[PATCH v2 11/13] rwsem: implement support for write lock stealing on the fastpath

From: Michel Lespinasse
Date: Fri Mar 15 2013 - 06:55:55 EST

When we decide to wake up readers, we must first grant them as many
read locks as necessary, and then actually wake up all these readers.
But in order to know how many read shares to grant, we must first
count the readers at the head of the queue. This might take a while
if there are many readers, and we want to be protected against a
writer stealing the lock while we're counting. To that end, we grant
the first reader lock before counting how many more readers are queued.

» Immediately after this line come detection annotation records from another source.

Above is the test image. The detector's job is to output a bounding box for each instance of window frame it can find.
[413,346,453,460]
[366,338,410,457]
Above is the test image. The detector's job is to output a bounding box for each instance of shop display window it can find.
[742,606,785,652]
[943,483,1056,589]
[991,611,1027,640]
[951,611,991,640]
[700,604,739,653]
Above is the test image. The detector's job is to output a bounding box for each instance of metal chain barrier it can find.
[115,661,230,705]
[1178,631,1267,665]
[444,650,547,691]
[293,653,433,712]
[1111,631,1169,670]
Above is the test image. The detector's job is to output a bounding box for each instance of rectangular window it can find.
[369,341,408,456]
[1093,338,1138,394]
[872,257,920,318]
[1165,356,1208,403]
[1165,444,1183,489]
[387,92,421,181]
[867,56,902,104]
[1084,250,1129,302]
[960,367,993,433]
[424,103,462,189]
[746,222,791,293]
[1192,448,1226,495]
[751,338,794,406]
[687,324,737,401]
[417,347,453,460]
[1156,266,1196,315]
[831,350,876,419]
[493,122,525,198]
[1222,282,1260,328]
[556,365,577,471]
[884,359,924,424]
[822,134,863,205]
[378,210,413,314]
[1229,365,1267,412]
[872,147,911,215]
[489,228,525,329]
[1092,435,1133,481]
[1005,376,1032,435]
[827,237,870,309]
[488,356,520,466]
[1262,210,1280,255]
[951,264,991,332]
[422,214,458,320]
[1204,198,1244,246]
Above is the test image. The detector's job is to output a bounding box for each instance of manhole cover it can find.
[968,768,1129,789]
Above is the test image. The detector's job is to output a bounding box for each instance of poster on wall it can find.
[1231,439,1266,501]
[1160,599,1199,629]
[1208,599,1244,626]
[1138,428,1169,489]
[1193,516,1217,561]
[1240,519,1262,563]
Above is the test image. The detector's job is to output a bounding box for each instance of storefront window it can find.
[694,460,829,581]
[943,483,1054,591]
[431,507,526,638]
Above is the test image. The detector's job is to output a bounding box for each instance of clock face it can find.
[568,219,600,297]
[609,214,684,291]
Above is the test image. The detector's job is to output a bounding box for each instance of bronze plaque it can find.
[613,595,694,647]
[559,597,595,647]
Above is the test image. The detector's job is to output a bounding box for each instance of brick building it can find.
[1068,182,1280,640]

We also require some adjustments to the wake_type semantics.

RWSEM_WAKE_NO_ACTIVE used to mean that we had found the count to
be RWSEM_WAITING_BIAS, in which case the rwsem was known to be free
as nobody could steal it while we hold the wait_lock. This doesn't
make sense once we implement fastpath write lock stealing, so we now
use RWSEM_WAKE_ANY in that case.

Similarly, when rwsem_down_write_failed found that a read lock was active,
it would use RWSEM_WAKE_READ_OWNED which signalled that new readers could
be woken without checking first that the rwsem was available. We can't do
that anymore since the existing readers might release their read locks,
and a writer could steal the lock before we wake up additional readers.
So, we have to use a new RWSEM_WAKE_READERS value to indicate we only want
to wake readers, but we don't currently hold any read lock.

Signed-off-by: Michel Lespinasse <walken@xxxxxxxxxx>

lib/rwsem.c | 63 ++++++++++++++++++++++++++++++-------------------------------
1 file changed, 31 insertions(+), 32 deletions(-)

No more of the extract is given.